Salem Mohamed, Friedrich Christine, Thiem Alexander, Salem Mostafa Ahmed, Puehler Thomas, Rusch Rene, Berndt Rouven, Cremer Jochen, Haneya Assad
Department of Cardiovascular Surgery, University Hospital of Schleswig-Holstein, Campus Kiel, Arnold-Heller-Straße 3, 24105, Kiel, Germany.
Egypt Heart J. 2020 Mar 30;72(1):14. doi: 10.1186/s43044-020-00043-7.
Various studies evaluated the relationship between hypothermic circulatory arrest and neurological outcome in patients undergoing replacement of ascending aorta. The current analysis focuses on the effect of moderate hypothermic circulatory arrest (MHCA) on elderly patients. The aim of our study was to evaluate the impact of MHCA on neurological outcomes in elderly patients undergoing replacement of the ascending aorta.
We retrospectively analyzed 905 consecutive patients, who underwent elective replacement of ascending aorta in MHCA (24 ± 2 °C, nasopharyngeal) between 2001 and 2015. Patients with acute aortic dissection were excluded from this study. Patients were divided into two groups: those aged 75 years and older (elderly group 22.4%, n = 203) and those younger than 75 years (younger group 77.6%, n = 702). The average age was 63.2 ± 10.2 in the young group vs. 78.7 ± 3.0 years in elderly group (p < 0.001). The elderly group had a significantly higher EuroSCORE II [26.7% (18.1, 36.3) vs. 11.6% (7.4, 19.9); p < 0.001)]. The incidence of coronary heart disease (49.8% vs. 35.6%, p < 0.001) and chronic renal failure (17.2% vs. 9.1%, p = 0.001) was significantly higher in the elderly group. Intraoperatively, the time of MHCA [14 min (12, 17) vs. 15 min (12, 18); p = 0.42], cardiopulmonary bypass [139 min (110, 183) vs. 144 min (113, 189); p = 0.225], and cross-clamping [91 min (63, 116) vs. 92 min (65, 127); p = 0.348] was similar in both groups. Postoperatively, a higher incidence of delirium was significantly reported in the elderly group (24.1% vs. 9.0%, p < 0.001). However, there was no significant difference regarding neurological complications between both groups. A 30-day mortality was acceptable for the elderly group, but significantly higher compared with the younger group (7.1% vs. 3.5%, p = 0.031).

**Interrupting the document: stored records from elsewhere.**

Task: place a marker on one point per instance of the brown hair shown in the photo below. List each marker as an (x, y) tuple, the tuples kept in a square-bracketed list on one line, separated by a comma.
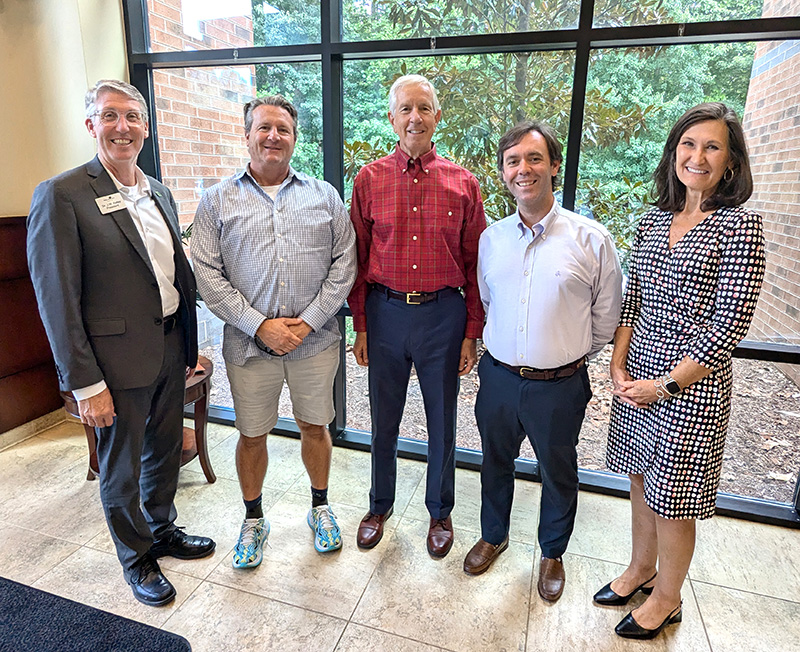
[(514, 135), (670, 193), (270, 100)]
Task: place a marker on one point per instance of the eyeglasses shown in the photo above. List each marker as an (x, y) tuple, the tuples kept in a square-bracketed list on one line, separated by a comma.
[(110, 117)]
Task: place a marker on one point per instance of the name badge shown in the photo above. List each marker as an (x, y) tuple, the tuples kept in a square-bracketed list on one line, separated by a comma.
[(110, 203)]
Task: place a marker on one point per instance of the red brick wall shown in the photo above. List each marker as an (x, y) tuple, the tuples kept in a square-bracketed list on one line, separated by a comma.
[(199, 110), (772, 126)]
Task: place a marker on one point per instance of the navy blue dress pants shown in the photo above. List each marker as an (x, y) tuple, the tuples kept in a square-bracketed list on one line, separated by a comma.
[(549, 413), (139, 457), (430, 336)]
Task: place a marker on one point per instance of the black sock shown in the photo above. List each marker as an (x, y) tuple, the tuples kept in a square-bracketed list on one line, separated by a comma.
[(319, 497), (253, 508)]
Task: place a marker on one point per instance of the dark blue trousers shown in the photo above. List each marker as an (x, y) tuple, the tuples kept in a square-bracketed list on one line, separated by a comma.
[(139, 457), (430, 336), (549, 413)]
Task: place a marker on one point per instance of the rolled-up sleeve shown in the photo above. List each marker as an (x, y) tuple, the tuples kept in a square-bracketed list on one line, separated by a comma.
[(741, 274), (607, 299), (342, 272)]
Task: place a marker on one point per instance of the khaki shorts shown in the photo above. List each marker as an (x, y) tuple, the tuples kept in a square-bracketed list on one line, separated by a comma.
[(256, 388)]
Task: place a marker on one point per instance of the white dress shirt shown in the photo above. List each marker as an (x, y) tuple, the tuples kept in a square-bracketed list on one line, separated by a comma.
[(552, 293), (157, 240)]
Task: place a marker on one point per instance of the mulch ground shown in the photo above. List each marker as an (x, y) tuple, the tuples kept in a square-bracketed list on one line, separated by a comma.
[(761, 453)]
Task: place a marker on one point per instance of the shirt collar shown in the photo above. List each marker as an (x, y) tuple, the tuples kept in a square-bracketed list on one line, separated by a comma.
[(426, 161), (542, 226), (245, 172), (141, 189)]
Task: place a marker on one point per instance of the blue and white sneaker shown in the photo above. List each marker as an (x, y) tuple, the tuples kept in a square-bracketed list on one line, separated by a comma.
[(247, 552), (327, 537)]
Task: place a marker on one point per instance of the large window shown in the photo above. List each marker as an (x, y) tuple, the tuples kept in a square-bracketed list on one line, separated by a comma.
[(610, 76)]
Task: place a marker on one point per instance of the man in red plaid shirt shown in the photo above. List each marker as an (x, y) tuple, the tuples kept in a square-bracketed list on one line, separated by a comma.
[(418, 218)]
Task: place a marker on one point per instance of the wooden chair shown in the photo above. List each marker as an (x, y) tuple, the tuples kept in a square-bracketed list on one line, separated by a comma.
[(198, 389)]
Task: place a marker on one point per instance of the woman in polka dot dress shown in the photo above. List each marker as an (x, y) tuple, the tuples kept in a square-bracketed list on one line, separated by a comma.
[(696, 270)]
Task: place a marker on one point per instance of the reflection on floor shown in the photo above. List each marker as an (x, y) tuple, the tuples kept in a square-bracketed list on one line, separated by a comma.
[(743, 593)]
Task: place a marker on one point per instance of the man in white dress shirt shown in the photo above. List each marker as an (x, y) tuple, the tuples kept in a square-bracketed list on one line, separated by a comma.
[(551, 285)]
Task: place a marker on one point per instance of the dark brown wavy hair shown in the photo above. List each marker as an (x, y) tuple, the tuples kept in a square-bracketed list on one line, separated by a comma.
[(670, 193)]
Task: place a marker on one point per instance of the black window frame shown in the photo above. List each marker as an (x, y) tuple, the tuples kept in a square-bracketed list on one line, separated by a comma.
[(331, 52)]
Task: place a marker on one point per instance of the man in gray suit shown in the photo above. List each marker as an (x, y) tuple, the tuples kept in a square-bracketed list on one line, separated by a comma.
[(117, 298)]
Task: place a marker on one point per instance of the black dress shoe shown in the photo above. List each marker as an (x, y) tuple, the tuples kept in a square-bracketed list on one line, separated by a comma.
[(629, 628), (180, 545), (607, 595), (149, 584)]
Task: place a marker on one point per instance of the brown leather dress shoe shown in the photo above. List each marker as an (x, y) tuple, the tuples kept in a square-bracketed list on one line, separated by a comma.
[(482, 555), (370, 532), (440, 537), (551, 579)]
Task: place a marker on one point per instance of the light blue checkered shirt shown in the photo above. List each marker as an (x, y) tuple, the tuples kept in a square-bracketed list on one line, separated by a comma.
[(256, 259)]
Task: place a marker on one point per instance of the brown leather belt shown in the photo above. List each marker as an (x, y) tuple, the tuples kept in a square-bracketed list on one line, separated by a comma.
[(411, 298), (531, 373)]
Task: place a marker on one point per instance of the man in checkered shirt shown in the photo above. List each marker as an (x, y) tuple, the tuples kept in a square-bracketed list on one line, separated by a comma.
[(418, 218), (274, 256)]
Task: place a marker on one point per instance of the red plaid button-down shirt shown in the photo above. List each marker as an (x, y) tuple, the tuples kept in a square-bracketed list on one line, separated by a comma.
[(417, 225)]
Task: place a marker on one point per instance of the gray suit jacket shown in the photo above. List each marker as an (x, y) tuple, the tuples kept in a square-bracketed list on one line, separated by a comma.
[(97, 293)]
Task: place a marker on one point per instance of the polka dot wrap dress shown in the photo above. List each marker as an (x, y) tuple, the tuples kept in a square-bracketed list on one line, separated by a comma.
[(696, 299)]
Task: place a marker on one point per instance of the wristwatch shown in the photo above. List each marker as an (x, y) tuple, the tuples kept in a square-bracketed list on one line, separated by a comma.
[(262, 345), (671, 385)]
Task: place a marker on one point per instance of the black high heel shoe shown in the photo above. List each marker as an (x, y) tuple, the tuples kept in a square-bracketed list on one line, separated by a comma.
[(629, 628), (608, 597)]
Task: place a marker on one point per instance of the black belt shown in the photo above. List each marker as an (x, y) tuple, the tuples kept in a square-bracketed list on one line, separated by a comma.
[(412, 298), (170, 323), (531, 373)]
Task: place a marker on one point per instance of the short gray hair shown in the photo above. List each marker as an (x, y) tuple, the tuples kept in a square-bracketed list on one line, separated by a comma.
[(113, 86), (269, 100), (411, 80)]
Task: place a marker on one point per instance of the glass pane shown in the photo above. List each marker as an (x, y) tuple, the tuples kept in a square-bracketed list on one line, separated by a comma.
[(610, 13), (177, 25), (367, 20), (641, 92), (201, 127), (481, 97), (413, 425)]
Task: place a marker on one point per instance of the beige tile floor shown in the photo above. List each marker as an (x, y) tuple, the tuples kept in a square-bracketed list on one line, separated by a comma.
[(743, 594)]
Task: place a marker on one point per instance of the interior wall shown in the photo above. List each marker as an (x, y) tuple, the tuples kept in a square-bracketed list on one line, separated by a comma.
[(51, 51)]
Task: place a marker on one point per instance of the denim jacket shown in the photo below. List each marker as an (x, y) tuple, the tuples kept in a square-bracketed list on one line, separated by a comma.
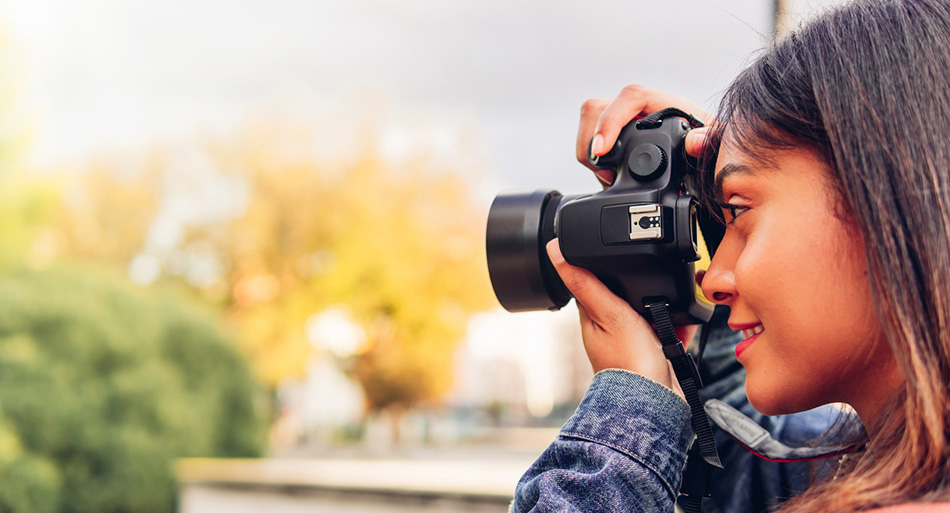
[(623, 450), (625, 447)]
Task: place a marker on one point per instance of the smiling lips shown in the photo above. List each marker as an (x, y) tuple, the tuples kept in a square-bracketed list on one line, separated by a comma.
[(749, 336)]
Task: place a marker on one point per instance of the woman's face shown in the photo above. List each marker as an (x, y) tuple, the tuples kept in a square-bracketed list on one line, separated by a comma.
[(793, 272)]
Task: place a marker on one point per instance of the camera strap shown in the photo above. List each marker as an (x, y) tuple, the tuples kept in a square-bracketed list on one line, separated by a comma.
[(703, 455)]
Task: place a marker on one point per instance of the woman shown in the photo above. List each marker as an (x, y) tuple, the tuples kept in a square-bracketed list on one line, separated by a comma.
[(832, 175)]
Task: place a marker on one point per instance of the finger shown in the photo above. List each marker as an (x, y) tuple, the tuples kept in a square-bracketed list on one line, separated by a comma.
[(590, 113), (602, 306), (636, 100), (624, 108), (696, 141)]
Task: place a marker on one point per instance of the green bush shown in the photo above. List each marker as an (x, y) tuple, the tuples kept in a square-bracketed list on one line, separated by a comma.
[(102, 386)]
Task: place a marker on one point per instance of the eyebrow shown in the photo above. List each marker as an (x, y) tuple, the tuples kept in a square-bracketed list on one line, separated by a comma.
[(727, 171)]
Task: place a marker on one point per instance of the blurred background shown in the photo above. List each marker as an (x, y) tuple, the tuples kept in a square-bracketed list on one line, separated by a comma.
[(242, 243)]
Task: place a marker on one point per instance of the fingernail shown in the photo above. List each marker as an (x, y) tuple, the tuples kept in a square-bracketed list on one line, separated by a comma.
[(597, 145), (695, 140), (554, 252)]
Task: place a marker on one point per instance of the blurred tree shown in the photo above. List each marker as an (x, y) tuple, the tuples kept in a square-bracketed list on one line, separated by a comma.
[(101, 387), (399, 244)]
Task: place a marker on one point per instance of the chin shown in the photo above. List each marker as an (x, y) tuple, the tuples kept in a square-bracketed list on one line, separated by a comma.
[(771, 401)]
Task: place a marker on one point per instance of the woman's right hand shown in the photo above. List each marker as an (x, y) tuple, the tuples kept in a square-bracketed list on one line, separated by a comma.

Our study suggests that surgical replacement of the ascending aorta in MHCA can also be applied safely in elderly patients without increasing the risk of severe neurological complications.

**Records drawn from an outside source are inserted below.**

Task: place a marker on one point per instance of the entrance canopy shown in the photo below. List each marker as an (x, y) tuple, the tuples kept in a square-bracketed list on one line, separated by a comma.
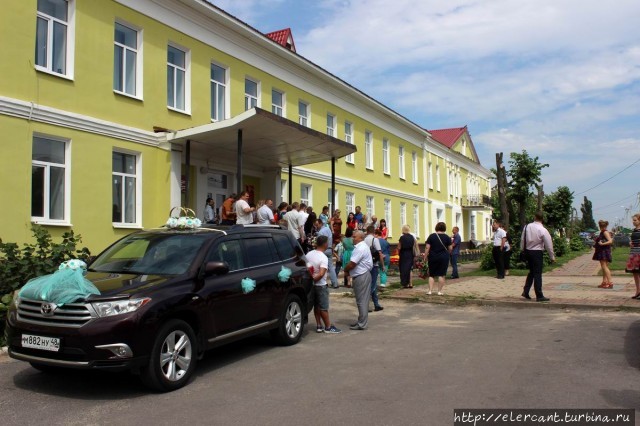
[(261, 141), (268, 141)]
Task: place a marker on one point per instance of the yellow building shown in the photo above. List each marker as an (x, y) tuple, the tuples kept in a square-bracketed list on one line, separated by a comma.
[(121, 109)]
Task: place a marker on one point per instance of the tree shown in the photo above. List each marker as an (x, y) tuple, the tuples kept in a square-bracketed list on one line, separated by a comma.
[(587, 214), (525, 173), (557, 209)]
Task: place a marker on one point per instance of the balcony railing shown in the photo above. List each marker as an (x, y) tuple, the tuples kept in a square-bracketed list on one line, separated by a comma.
[(476, 200)]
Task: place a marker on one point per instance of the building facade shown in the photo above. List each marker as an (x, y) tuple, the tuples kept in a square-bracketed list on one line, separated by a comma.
[(93, 94)]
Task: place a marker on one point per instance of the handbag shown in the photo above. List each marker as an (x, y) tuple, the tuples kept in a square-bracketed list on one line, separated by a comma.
[(524, 257)]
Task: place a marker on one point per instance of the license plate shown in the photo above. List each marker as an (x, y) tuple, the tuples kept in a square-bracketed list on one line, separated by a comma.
[(38, 342)]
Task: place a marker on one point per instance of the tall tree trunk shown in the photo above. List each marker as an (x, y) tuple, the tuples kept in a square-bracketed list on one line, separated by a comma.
[(502, 190)]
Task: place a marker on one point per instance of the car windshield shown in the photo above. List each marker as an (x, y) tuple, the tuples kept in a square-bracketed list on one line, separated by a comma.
[(151, 254)]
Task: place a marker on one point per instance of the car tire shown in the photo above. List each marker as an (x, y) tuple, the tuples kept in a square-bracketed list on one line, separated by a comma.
[(45, 368), (291, 322), (170, 369)]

多项研究评估了升主动脉置换患者中低温循环停搏与神经功能转归之间的关系。当前分析聚焦于中度低温循环停搏(MHCA)对老年患者的影响。我们研究的目的是评估MHCA对接受升主动脉置换的老年患者神经功能转归的影响。
我们回顾性分析了2001年至2015年间连续905例行择期升主动脉置换且采用MHCA(鼻咽温度24±2°C)的患者。本研究排除急性主动脉夹层患者。患者分为两组:75岁及以上患者(老年组22.4%,n = 203)和75岁以下患者(年轻组77.6%,n = 702)。年轻组平均年龄为63.2±10.2岁,老年组为78.7±3.0岁(p < 0.001)。老年组的欧洲心脏手术风险评估系统II评分显著更高[26.7%(18.1,36.3)对11.6%(7.4,19.9);p < 0.001]。老年组冠心病发病率(49.8%对35.6%,p < 0.001)和慢性肾衰竭发病率(17.2%对9.1%,p = 0.001)显著更高。术中,两组的MHCA时间[14分钟(12,17)对15分钟(12,18);p = 0.42]、体外循环时间[139分钟(110,183)对144分钟(113,189);p = 0.225]和主动脉阻断时间[91分钟(63,116)对92分钟(65,127);p = 0.348]相似。术后,老年组谵妄发生率显著更高(24.1%对9.0%,p < 0.001)。然而,两组神经并发症方面无显著差异。老年组30天死亡率可接受,但与年轻组相比显著更高(7.1%对3.5%,p = 0.031)。
我们的研究表明,在MHCA下行升主动脉手术置换也可安全应用于老年患者,而不增加严重神经并发症风险。